Free Church leader. Born in Edinburgh, Candlish's mother was one of the 'Mauchline Belles' celebrated by poet Robert Burns (1759-96). His father died the same year Candlish was born and his mother took her family to Glasgow, where Candlish was educated at the Glasgow College. He attended services in St. John's Church, where the preachers were Dr. Thomas Chalmers (1780 - 1847) and Edward Irving (1792 - 1834). He spent some time as a tutor at Eton College (1826-29) but returned to Glasgow where he began preaching. From 1831, he served as Assistant Minister at Bonhill in the Vale of Leven, but in 1834 moved to St. George's in Edinburgh, where he was ordained, took charge of the congregation and gained a reputation as a powerful preacher. Central to church politics of the time, Candlish was one of the Ministers who left the Church of Scotland following the Disruption of 1843 and he became a leader of the Free Church. When Thomas Chalmers died, Candlish briefly replaced him as Professor of Theology at New College while retaining his role at St George's but, within a year, he had resigned the former role to concentrate on his preaching. However, in 1861 he was Moderator of the Free Church Assembly and accepted the Principalship of New College the following year, succeeding Prof. William Cunningham (1805-61).

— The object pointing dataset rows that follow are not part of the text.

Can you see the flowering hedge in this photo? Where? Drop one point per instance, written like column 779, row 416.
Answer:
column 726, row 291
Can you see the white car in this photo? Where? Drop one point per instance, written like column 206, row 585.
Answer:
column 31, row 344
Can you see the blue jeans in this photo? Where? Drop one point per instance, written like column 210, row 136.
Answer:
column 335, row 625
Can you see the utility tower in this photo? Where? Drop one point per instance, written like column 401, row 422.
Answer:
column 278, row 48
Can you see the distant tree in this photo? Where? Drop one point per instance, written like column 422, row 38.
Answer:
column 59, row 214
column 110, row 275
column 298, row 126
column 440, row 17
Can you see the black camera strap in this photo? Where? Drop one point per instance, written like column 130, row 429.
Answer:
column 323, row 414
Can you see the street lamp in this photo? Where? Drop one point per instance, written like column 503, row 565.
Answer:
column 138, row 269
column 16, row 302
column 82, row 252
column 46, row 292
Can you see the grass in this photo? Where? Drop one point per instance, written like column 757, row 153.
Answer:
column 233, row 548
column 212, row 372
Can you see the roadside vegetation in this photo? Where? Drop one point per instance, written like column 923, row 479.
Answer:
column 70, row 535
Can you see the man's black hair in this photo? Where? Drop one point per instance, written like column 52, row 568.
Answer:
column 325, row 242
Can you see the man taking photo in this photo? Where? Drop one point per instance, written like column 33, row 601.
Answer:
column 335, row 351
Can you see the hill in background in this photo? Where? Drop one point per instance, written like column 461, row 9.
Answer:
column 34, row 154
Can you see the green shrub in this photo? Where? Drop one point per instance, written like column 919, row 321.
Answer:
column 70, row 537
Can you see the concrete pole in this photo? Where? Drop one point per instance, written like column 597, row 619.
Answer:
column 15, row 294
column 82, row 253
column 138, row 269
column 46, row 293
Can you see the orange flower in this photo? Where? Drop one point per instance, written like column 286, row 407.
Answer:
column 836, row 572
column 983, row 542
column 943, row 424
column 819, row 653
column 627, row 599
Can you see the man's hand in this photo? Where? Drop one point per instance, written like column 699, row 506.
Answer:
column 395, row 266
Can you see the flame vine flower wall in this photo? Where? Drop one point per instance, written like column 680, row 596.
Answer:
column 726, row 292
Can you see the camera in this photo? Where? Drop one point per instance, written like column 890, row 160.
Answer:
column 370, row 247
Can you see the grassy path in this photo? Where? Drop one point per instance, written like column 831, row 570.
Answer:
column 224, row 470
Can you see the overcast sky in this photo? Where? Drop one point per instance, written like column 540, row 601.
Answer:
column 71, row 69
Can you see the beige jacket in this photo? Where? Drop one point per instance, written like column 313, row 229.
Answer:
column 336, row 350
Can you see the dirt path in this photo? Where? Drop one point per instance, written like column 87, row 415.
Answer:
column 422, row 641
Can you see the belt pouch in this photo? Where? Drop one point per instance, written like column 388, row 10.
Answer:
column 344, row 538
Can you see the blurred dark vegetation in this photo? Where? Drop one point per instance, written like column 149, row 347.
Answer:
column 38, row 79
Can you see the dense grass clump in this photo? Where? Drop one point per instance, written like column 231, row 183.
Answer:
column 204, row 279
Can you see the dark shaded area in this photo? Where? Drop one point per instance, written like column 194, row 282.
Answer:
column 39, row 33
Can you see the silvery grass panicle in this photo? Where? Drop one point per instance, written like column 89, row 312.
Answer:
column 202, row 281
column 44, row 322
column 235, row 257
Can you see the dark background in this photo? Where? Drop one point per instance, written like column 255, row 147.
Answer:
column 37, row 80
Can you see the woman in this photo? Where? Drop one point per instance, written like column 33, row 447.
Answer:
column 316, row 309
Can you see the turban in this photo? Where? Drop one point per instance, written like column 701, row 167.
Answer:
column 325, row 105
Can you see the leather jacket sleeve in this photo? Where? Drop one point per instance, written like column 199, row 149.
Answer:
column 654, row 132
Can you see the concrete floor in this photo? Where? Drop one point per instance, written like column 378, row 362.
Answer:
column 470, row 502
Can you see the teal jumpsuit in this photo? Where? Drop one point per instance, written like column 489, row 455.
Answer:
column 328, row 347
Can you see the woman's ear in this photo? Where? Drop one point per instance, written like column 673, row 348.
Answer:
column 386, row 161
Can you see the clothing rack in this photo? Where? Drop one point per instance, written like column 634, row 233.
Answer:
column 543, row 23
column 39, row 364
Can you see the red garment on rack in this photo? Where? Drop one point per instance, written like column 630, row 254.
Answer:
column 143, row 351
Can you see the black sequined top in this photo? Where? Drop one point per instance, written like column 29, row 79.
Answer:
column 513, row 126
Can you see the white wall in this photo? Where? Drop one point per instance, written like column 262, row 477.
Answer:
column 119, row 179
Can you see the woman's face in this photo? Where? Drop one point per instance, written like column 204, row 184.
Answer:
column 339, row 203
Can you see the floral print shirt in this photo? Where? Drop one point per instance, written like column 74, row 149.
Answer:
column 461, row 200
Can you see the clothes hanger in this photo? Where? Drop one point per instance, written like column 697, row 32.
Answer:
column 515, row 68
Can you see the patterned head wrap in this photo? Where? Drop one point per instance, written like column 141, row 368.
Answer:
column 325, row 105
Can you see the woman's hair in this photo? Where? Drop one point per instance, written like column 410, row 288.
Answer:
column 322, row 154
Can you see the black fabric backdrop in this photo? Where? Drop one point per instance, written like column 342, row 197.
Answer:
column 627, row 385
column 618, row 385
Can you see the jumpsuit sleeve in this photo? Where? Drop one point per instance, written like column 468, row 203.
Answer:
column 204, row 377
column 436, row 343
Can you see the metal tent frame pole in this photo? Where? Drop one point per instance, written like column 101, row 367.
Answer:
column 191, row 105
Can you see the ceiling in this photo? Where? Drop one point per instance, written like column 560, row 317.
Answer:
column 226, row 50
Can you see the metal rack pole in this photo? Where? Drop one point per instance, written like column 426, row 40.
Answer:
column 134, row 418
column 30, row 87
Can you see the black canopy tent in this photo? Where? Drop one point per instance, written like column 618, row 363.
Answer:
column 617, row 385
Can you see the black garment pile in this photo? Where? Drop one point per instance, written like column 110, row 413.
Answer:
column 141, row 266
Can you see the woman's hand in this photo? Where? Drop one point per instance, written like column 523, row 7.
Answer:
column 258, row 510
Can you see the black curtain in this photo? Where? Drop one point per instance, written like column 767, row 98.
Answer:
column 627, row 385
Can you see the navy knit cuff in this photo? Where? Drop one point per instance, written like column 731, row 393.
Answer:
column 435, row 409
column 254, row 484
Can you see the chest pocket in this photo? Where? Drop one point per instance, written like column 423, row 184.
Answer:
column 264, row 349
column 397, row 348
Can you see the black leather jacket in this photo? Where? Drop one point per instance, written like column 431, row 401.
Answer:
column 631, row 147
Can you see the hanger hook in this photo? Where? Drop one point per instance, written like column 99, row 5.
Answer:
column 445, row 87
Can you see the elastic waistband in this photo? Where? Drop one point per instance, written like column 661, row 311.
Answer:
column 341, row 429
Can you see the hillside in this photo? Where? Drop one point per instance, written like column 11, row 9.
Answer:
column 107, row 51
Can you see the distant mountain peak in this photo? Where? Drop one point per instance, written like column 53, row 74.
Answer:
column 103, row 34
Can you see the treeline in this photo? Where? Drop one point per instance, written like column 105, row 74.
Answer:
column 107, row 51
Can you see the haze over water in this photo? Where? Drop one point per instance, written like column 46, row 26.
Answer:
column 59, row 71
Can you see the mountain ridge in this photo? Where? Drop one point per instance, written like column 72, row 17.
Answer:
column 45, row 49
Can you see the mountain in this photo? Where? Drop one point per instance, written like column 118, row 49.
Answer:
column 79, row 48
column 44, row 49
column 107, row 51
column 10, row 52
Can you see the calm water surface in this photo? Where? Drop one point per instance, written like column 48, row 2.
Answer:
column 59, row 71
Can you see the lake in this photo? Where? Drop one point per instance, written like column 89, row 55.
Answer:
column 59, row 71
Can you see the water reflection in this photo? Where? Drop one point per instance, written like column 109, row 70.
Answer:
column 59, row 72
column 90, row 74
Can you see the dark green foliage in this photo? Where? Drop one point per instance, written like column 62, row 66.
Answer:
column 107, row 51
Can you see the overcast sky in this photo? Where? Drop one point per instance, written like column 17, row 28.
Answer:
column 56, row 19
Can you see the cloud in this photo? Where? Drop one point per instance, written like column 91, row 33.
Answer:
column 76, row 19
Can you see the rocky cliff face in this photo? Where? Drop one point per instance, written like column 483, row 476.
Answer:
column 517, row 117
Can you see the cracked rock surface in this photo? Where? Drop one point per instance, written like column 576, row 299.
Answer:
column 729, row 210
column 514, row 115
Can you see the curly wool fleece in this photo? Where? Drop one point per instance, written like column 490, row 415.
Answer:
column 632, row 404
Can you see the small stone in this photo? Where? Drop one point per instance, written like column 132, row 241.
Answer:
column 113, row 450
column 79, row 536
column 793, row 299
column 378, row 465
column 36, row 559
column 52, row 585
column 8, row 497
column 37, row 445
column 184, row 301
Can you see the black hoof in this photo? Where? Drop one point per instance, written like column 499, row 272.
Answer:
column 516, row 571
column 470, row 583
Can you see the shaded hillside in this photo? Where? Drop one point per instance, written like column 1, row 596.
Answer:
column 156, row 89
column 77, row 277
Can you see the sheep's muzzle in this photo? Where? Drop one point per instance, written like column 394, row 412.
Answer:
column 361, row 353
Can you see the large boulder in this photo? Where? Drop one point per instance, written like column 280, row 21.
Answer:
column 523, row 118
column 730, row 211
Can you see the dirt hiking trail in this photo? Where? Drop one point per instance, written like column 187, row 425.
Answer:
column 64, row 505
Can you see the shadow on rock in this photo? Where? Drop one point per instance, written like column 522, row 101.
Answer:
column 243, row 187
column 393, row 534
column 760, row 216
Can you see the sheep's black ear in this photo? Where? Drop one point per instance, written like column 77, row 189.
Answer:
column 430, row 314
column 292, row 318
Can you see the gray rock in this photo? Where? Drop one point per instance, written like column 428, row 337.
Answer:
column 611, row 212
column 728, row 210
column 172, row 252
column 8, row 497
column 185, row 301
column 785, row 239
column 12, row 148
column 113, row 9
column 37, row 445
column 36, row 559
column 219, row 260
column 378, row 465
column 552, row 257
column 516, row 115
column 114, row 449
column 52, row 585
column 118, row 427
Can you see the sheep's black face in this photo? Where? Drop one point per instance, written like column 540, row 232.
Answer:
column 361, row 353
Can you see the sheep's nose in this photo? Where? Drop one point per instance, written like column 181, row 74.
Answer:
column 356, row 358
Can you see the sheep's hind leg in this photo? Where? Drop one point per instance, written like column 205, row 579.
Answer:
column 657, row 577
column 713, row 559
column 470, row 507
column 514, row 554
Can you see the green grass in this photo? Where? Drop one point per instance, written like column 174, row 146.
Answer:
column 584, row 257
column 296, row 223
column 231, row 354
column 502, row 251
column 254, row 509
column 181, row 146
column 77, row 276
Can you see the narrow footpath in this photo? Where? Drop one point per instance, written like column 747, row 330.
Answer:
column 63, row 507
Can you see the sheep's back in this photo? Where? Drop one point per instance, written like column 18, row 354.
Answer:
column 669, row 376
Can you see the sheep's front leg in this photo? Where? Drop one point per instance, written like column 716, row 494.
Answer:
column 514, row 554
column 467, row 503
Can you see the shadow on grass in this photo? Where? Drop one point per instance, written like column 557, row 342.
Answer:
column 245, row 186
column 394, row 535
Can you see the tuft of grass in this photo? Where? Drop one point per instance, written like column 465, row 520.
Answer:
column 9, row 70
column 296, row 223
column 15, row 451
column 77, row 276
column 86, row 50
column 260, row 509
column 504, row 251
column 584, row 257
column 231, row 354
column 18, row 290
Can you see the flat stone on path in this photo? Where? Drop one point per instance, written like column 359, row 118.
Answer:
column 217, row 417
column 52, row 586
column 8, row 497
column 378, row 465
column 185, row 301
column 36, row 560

Candlish was honoured by the award of a Doctorate of Divinity by Princeton College (New Jersey) in 1841. His works included Contributions towards the exposition of the Book of Genesis (in three volumes from 1846).

Although assisted by Alexander Whyte (1836 - 1921) at the Free St. George's from 1870, the strain proved too much and he suffered an extended bout of illness and died three years later. He is remembered by a memorial window at the former Trinity College in Glasgow.